To the uninitiated, who has not been schooled in the working
principles of the human mind, these instructions may appear
impractical. It may be helpful, to all who fail to recognize the
soundness of the six steps, to know that the information they convey, was
received from Andrew Carnegie, who began as an ordinary laborer in the steel
mills, but managed, despite his humble beginning, to make these principles
yield him a fortune of considerably more than one hundred million dollars. It
may be of further help to know that the six steps here recommended were
carefully scrutinized by the late Thomas A. Edison, who placed his stamp of
approval upon them as being, not only the steps essential for the accumulation
of money, but necessary for the attainment of any definite goal.
The steps call for no “hard labor.” They call for no sacrifice. They do not
require one to become ridiculous, or credulous. To apply them calls for no
great amount of education. But the successful application of these six steps
does call for sufficient imagination to enable one to see, and to understand,
that accumulation of money cannot be left to chance, good fortune, and luck.

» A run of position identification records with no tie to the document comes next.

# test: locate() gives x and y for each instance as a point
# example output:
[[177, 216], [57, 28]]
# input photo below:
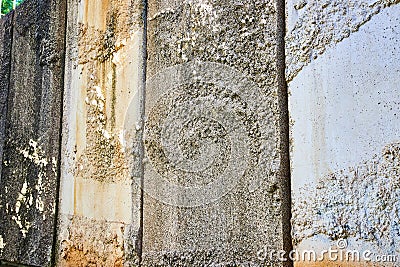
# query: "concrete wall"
[[158, 132], [32, 115], [343, 72]]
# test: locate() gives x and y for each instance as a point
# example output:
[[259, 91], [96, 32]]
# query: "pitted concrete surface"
[[211, 99], [28, 184], [100, 204], [314, 26], [344, 108]]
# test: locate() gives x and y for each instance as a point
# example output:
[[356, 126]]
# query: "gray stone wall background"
[[157, 133]]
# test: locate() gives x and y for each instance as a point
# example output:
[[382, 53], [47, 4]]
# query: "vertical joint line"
[[140, 138], [54, 248], [284, 175]]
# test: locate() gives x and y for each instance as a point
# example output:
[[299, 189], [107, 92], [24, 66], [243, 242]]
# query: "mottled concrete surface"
[[5, 68], [314, 26], [100, 205], [212, 135], [345, 108], [28, 189]]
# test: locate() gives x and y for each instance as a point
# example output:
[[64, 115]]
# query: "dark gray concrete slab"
[[212, 154], [5, 65], [28, 187]]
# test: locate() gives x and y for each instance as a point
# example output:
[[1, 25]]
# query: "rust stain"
[[341, 264]]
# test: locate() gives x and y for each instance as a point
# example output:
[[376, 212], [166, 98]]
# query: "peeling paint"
[[317, 25], [92, 243]]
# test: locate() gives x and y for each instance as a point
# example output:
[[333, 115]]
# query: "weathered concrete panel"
[[212, 196], [99, 204], [28, 185], [5, 67], [345, 111]]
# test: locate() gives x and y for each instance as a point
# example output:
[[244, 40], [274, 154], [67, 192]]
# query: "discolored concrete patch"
[[315, 26], [103, 78], [212, 196], [345, 133]]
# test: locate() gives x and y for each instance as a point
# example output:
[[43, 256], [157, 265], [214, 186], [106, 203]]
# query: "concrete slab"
[[212, 196], [99, 203], [344, 106], [28, 185]]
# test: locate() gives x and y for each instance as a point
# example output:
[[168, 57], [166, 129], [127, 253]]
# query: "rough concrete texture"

One must realize that all who have accumulated great fortunes, first did a
certain amount of dreaming, hoping, wishing, DESIRING, and PLANNING
before they acquired money. You may as well know, right here, that you can
never have riches in great quantities, UNLESS you can work yourself into a
white heat of DESIRE for money, and actually BELIEVE you will possess it.

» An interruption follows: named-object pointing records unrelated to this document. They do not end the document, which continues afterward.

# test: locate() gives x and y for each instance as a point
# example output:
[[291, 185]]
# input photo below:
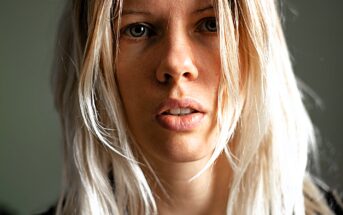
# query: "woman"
[[181, 107]]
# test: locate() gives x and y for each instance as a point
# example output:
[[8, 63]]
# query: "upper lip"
[[179, 103]]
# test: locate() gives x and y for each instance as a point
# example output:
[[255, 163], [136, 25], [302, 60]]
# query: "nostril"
[[187, 75]]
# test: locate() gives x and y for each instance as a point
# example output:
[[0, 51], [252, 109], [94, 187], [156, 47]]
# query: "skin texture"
[[176, 57]]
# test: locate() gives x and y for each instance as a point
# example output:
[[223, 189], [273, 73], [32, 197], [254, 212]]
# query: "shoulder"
[[321, 199], [332, 197]]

You may as well know, also that every great leader, from the dawn of
civilization down to the present, was a dreamer. Christianity is the greatest
potential power in the world today, because its founder was an intense
dreamer who had the vision and the imagination to see realities in their mental
and spiritual form before they had been transmuted into physical form. If you
do not see great riches in your imagination, you will never see them in your
bank balance.
Never, in the history of America has there been so great an opportunity for
practical dreamers as now exists. The six year economic collapse has reduced
all men, substantially, to the same level. A ne w race is about to be run. The
stakes represent huge fortunes which will be accumulated within the next ten
years. The rules of the race have changed, because we now live in a
CHANGED WORLD that definitely favors the masses, those who had but
little or no opportunity to win under the conditions existing during the
depression, when fear paralyzed growth and development.

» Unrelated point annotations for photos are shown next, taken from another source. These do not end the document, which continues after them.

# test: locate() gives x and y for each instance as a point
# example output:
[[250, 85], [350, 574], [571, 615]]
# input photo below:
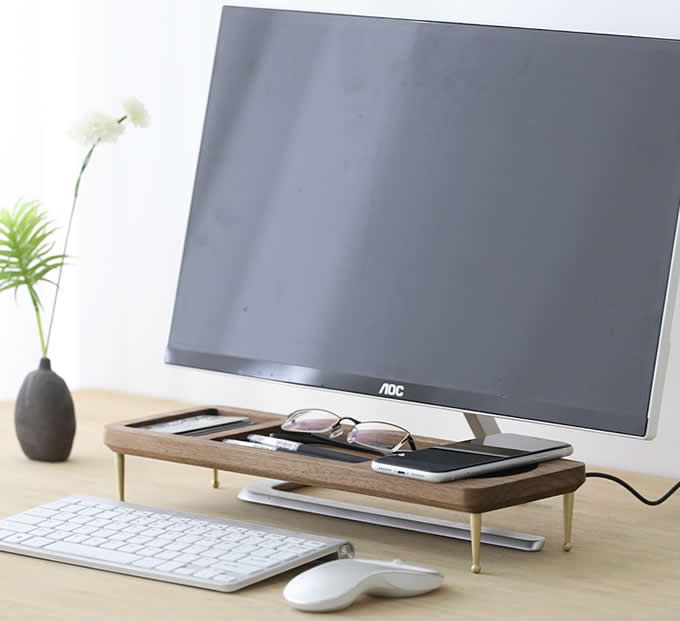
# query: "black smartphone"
[[461, 460]]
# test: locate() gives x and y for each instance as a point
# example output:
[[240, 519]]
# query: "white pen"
[[249, 444], [288, 445]]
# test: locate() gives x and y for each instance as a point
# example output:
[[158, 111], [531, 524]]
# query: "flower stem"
[[86, 161]]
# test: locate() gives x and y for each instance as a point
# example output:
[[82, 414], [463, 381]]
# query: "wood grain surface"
[[470, 495]]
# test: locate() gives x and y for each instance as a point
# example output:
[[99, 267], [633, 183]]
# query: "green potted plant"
[[44, 415]]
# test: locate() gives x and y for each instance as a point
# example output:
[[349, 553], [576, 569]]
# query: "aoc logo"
[[393, 390]]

We who are in this race for riches, should be encouraged to know that this
changed world in which we live is demanding new ideas, new ways of doing
things, new leaders, new inventions, new methods of teaching, new methods
of marketing, new books, new literature, new features for the radio, new ideas
for moving pictures. Back of all this demand for new and better things, there
is one quality which one must possess to win, and that is DEFINITENESS OF
PURPOSE, the knowledge of what one wants, and a burning DESIRE to
possess it.
The business depression marked the death of one age, and the birth of another.
This changed world requires practical dreamers who can, and will put their
dreams into action. The practical dreamers have always been, and always will
be the pattern- makers of civilization.
We who desire to accumulate riches, should remember the real leaders of the
world always have been men who harnessed, and put into practical use, the
intangible, unseen forces of unborn opportunity, and have converted those
forces, [or impulses of thought], into sky-scrapers, cities, factories, airplanes,
automobiles, and every form of convenience that makes life more pleasant.
Tolerance, and an open mind are practical necessities of the dreamer of today.
Those who are afraid of new ideas are doomed before they start. Never has
there been a time more favorable to pioneers than the present. True, there is no
wild and woolly west to be conquered, as in the days of the Covered Wagon;
but there is a vast business, financial, and industrial world to be remoulded
and redirected along new and better lines.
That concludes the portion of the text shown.